British Pound Sinks to 2 Month Lows
This week, the lack of meaningful UK economic data made the British pound completely vulnerable to dollar strength and weakness. Today was a perfect example of that dynamic as the pound came under pressure from nothing other than dollar buying. Next week, the tables should turn as we expect much more important UK numbers. The data on the UK calendar includes consumer prices, the minutes from the last monetary policy meeting, the current account balance, mortgage approvals, money supply and retail sales. The Bank of England minutes will be particularly interesting because even though the BoE lowered interest rates for the first in 2 years earlier this month, the statement was not dovish. The fate of the British pound will be dependent upon how soon the BoE will cut interest rates again, if at all. Keep an eye on the voting record because a small majority in favor of the rate cut would signal a nice pause before the next move while a unanimous vote would boost expectations for another rate cut in January.

US Equities Erase Gain, Taking Carry Trades Down With It
Over the past two trading days, US equities have struggled to gain ground and failed to do so despite a groundbreaking announcement by central banks around the world. Today the bulls have finally given up, paving the way for stocks to close at a weekly low. Even though the Tankan report last night was much weaker than expected, Yen weakness was only sustained against the US dollar. Instead, risk appetite once again dominated Yen trading erasing all of the prior gains in the Yen crosses. The big event risk next week is the Bank of Japan interest rate decision – unfortunately, we do not expect much volatility from the decision because the BoJ has and will continue to leave interest rates unchanged for the foreseeable future.

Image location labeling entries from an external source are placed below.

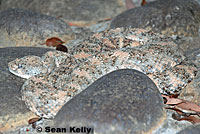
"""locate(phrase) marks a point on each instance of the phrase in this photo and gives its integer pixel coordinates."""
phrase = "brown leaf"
(53, 42)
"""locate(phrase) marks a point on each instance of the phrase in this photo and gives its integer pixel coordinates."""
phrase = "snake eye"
(165, 100)
(19, 66)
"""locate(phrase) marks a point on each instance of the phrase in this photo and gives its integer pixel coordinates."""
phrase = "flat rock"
(13, 111)
(71, 10)
(191, 130)
(123, 101)
(172, 17)
(20, 27)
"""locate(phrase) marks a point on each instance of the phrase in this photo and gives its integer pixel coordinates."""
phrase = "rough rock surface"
(20, 27)
(13, 111)
(172, 17)
(119, 102)
(191, 130)
(191, 48)
(78, 10)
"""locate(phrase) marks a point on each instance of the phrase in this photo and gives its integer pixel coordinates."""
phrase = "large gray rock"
(191, 130)
(172, 17)
(20, 27)
(124, 101)
(13, 111)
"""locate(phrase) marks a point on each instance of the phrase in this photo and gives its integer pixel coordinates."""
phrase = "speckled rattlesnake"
(56, 77)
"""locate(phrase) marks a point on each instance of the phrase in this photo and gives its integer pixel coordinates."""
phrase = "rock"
(78, 10)
(20, 27)
(191, 48)
(172, 17)
(13, 111)
(191, 130)
(123, 101)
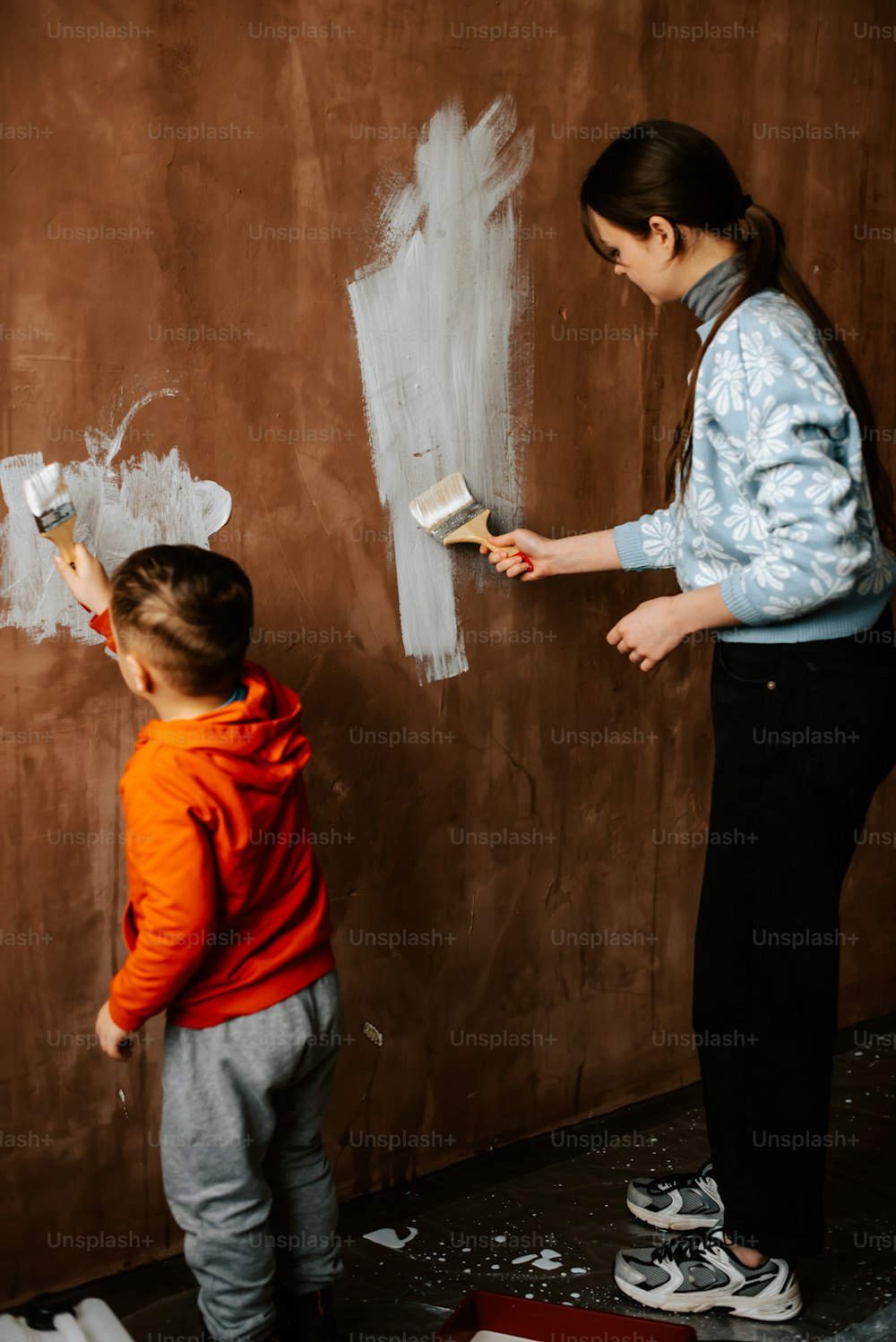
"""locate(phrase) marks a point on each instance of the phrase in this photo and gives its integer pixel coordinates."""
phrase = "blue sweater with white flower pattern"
(777, 509)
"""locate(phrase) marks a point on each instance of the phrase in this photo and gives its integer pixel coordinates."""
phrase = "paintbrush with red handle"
(451, 514)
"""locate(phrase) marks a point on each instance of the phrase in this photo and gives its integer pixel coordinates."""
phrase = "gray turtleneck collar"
(710, 293)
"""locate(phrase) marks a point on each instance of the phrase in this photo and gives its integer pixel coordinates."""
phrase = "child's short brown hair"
(188, 611)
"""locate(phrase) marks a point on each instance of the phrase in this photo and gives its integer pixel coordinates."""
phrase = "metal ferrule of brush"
(458, 520)
(54, 517)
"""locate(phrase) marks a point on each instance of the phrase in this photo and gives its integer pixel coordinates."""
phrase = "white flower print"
(726, 388)
(831, 489)
(780, 484)
(746, 520)
(779, 500)
(771, 571)
(879, 574)
(766, 427)
(761, 363)
(658, 537)
(786, 606)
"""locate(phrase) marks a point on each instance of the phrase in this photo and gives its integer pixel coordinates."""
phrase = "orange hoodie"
(227, 906)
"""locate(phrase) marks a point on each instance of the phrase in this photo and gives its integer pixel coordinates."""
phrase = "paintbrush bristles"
(48, 498)
(442, 501)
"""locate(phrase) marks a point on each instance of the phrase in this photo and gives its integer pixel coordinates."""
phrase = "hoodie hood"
(261, 733)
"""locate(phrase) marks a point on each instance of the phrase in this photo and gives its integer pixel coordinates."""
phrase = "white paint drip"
(151, 501)
(391, 1239)
(447, 379)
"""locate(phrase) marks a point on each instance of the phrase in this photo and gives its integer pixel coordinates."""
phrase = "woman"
(777, 504)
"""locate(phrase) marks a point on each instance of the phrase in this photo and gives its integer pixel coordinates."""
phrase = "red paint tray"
(541, 1322)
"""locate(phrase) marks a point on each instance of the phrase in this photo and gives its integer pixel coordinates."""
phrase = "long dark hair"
(669, 169)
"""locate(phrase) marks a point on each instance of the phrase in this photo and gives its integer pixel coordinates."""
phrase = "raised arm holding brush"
(653, 628)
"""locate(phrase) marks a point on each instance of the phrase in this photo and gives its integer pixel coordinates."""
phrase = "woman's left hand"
(650, 632)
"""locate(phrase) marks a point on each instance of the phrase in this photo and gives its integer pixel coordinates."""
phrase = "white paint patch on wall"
(447, 376)
(151, 501)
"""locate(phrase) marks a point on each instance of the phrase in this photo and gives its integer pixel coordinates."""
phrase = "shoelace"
(690, 1244)
(696, 1180)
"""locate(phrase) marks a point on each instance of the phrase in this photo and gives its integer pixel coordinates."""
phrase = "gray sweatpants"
(243, 1164)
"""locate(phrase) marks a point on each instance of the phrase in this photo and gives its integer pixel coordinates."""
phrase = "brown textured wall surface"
(81, 1191)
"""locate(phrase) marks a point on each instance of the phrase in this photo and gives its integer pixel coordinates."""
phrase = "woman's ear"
(663, 232)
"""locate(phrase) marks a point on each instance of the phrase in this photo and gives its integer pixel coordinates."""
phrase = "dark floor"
(564, 1191)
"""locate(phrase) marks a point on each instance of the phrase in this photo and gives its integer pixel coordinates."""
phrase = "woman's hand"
(538, 547)
(650, 632)
(88, 581)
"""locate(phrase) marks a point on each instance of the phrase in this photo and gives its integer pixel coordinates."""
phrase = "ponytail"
(671, 169)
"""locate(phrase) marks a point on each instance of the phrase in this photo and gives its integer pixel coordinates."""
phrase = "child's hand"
(113, 1040)
(88, 581)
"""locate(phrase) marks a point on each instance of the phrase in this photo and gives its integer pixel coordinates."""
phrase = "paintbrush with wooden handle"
(451, 514)
(50, 501)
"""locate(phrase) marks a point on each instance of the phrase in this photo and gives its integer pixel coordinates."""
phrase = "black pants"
(804, 735)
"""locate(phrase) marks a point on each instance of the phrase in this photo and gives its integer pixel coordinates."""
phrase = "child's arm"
(89, 584)
(172, 862)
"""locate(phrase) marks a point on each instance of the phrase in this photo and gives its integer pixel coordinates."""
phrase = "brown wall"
(88, 1164)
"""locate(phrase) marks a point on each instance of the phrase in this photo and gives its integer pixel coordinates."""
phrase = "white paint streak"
(391, 1239)
(121, 509)
(447, 379)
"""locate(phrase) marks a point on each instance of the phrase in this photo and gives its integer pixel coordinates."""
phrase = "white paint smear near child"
(121, 509)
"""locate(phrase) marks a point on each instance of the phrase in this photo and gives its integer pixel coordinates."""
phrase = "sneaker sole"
(672, 1223)
(788, 1304)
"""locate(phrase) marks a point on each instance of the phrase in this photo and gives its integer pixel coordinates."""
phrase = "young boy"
(228, 932)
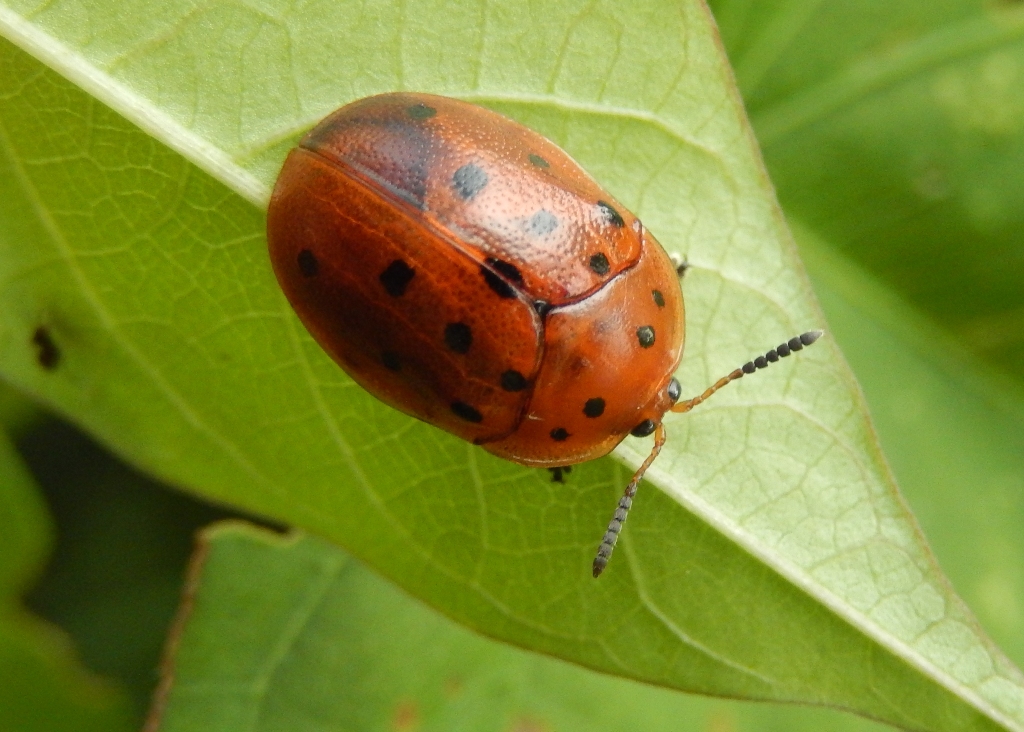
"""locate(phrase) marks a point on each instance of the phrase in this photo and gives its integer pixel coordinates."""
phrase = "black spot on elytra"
(508, 269)
(610, 215)
(421, 112)
(599, 263)
(458, 337)
(391, 360)
(643, 429)
(464, 411)
(396, 277)
(469, 180)
(645, 336)
(307, 263)
(47, 353)
(513, 381)
(542, 223)
(501, 288)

Continued Weakness in the Australian, New Zealand and Canadian Dollars
The Australian, New Zealand and Canadian dollars continued to sell-off today despite the lack of meaningful economic data. This was due entirely to dollar strength and general liquidation out of high yielding currencies. Next week, the commodity currencies could finally get a life of their own thanks to a heavy economic calendar. We are expecting the minutes from the last Reserve Bank of Australia monetary policy meeting, the New Zealand current account balance, third quarter GDP and Canadian consumer prices. We expect most of these event risks to be negative for the commodity currencies which goes in the line with the current technical outlook for these pairs. Support has been broken which suggests further losses.